VERONA – Non manca la presenza di Ancip a LetExpo 2026, momento per incontrare tutto il cluster portuale per un confronto e riflessioni sulle criticità del settore.
Il suo direttore generale Gaudenzio Parenti, dopo l’annuncio del ministro Salvini dal palco della manifestazione organizzata da Alis, che la riforma portuale sarà varata entro la fine dell’anno, sottolinea come l’associazione attenda ancora di leggere il testo normativo presentato in Consiglio dei ministri.
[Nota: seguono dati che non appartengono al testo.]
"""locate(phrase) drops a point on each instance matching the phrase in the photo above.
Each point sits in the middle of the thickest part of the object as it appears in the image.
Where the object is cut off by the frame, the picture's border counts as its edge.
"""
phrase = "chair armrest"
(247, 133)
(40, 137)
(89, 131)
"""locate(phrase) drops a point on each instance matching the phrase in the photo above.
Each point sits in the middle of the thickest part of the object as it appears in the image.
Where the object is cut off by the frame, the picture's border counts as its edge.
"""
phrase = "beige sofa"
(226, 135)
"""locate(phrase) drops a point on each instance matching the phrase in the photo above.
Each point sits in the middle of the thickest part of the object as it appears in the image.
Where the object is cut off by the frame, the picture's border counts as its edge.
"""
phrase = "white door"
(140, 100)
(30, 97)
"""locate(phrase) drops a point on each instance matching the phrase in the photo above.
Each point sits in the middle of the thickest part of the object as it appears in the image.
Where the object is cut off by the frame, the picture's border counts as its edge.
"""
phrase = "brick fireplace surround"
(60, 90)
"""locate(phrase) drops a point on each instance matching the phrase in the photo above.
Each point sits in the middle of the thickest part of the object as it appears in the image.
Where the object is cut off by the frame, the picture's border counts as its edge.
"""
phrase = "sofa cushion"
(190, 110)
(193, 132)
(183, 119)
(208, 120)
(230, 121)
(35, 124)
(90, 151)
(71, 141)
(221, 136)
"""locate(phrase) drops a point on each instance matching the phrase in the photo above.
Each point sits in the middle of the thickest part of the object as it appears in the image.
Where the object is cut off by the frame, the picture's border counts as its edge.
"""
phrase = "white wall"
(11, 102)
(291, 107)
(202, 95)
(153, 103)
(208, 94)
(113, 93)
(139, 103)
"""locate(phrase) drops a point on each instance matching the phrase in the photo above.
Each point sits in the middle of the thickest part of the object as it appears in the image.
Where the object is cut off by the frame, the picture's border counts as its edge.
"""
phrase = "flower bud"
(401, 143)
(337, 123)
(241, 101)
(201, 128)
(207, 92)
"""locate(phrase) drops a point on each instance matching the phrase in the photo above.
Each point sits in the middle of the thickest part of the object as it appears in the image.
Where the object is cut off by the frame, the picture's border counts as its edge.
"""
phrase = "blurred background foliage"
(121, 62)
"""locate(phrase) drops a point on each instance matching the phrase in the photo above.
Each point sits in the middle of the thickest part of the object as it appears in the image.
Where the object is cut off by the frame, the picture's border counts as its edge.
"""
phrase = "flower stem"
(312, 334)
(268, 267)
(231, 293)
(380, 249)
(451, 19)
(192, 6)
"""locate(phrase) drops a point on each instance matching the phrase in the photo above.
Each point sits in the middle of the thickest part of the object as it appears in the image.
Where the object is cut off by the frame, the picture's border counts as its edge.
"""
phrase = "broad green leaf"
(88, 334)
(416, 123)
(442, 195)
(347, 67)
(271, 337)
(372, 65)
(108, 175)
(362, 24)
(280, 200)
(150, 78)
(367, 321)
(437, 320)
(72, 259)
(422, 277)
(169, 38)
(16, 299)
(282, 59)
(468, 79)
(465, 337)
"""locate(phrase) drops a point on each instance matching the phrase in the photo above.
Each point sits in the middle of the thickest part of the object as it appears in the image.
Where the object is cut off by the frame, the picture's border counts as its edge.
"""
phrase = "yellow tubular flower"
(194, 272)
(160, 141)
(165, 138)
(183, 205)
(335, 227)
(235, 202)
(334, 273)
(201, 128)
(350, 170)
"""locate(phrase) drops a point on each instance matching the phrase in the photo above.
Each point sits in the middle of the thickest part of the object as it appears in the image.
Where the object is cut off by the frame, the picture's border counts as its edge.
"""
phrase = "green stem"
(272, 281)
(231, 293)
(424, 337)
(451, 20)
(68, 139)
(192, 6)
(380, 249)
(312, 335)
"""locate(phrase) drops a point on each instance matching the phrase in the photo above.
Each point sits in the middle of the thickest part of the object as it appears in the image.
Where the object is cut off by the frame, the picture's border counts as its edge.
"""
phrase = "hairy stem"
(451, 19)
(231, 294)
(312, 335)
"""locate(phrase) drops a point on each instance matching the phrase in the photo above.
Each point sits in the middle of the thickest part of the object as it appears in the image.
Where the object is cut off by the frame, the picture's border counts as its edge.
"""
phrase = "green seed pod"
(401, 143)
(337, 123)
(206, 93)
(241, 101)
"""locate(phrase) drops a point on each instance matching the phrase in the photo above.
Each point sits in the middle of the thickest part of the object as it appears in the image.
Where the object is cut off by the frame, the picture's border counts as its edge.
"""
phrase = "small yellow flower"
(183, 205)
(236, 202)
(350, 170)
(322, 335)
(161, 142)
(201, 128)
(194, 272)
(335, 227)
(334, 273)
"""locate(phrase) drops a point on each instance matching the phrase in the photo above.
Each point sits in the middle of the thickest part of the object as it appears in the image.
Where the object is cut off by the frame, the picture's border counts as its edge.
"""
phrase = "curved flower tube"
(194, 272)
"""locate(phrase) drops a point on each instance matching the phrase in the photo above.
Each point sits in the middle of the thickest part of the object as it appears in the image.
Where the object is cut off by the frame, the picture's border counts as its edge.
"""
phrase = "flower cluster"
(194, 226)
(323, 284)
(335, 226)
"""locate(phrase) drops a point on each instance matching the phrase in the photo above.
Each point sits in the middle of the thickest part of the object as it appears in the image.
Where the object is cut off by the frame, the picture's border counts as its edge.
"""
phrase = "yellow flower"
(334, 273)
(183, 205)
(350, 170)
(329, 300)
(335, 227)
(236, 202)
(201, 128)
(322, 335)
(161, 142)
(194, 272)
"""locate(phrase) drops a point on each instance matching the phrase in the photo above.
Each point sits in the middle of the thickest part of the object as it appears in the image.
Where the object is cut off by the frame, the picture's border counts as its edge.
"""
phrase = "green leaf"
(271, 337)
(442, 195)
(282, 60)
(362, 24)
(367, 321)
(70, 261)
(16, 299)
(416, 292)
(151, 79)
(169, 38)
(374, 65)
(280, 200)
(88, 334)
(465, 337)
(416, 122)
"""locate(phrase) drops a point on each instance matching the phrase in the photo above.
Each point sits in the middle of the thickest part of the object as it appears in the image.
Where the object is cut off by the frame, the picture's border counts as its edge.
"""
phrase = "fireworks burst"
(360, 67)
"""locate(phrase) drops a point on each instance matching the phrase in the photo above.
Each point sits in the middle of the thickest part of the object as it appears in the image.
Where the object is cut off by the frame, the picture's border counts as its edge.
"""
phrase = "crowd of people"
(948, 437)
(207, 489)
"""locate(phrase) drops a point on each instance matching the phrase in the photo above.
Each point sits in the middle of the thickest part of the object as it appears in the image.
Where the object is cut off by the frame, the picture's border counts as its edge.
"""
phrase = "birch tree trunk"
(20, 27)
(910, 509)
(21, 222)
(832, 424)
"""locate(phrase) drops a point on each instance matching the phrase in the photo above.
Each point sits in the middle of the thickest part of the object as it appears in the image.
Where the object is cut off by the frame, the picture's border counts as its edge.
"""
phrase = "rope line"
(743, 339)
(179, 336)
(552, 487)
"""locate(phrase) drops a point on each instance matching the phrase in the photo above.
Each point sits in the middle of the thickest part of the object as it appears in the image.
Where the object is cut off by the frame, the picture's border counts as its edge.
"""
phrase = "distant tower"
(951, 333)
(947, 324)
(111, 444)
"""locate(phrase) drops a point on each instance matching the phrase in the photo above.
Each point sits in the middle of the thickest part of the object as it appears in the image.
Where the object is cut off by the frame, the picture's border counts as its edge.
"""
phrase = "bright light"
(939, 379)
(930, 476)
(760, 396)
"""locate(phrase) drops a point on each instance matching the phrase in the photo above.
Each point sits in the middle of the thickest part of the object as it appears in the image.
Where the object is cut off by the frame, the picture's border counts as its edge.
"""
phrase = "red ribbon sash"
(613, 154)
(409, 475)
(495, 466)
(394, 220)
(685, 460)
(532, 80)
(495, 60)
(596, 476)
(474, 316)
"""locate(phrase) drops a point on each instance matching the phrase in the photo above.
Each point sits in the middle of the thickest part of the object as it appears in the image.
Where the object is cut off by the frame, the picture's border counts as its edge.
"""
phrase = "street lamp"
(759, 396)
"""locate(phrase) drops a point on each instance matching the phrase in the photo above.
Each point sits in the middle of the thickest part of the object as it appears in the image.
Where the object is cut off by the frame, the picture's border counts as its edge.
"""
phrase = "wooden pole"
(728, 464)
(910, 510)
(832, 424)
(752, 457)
“Nel frattempo come Ancip su impulso delle nostre imprese associate, abbiamo presentato delle proposte di semplificazione e armonizzazione di alcune pratiche dei porti italiani che riguardano anche la riforma”.
Queste sono infatti le necessità principali come sistema portuale nazionale. Esempio emblematico è il rizzaggio e il derizzaggio che è, ricorda, “l’operazione portuale per eccellenza. In alcune Autorità di Sistema portuale è trattato come un “servizio portuale”, in altre si tratta invece di “un’operazione portuale””.
Non si tratta solo di etimologia ma di norma: “Questo comporta differenze anche per quanto riguarda la regolazione dell’autoproduzione” fa notare.
Ci sono cose che andrebbero riviste così come il pieno riconoscimento delle società dei servizi di interesse economico generali o “la strutturazione più conforme al codice degli appalti per quanto riguarda quelli tra i terminal e le imprese Articolo 16” cita come esempio.
Si tratta di proposte condivise e portate all’attenzione delle istituzioni con le altre associazioni di categoria, alcune più specifiche per le imprese rappresentate da Ancip ma che andrebbero a favore anche delle AdSp.
L’autonomia dei porti
Sempre da Verona il ministro delle infrastrutture ha confermato ancora una volta l’autonomia delle Autorità portuali.
“Le Autorità di Sistema portuali dovrebbero essere enti speciali e autonomi, come dice in parte la norma attuale, l’84-94. Ma è anche vero che dalla riforma Del Rio di fatto non lo sono più”.
Questo perchè, continua Parenti, “sono entrate nel bilancio generale dello Stato, così come nell’elenco dell’indice ISTAT, portando un’autonomia scritta nella norma, ma non dal punto di vista amministrativo e finanziario”.
“Noi siamo comunque favorevoli a una regia centrale che lasci però autonoma le AdSp italiane”.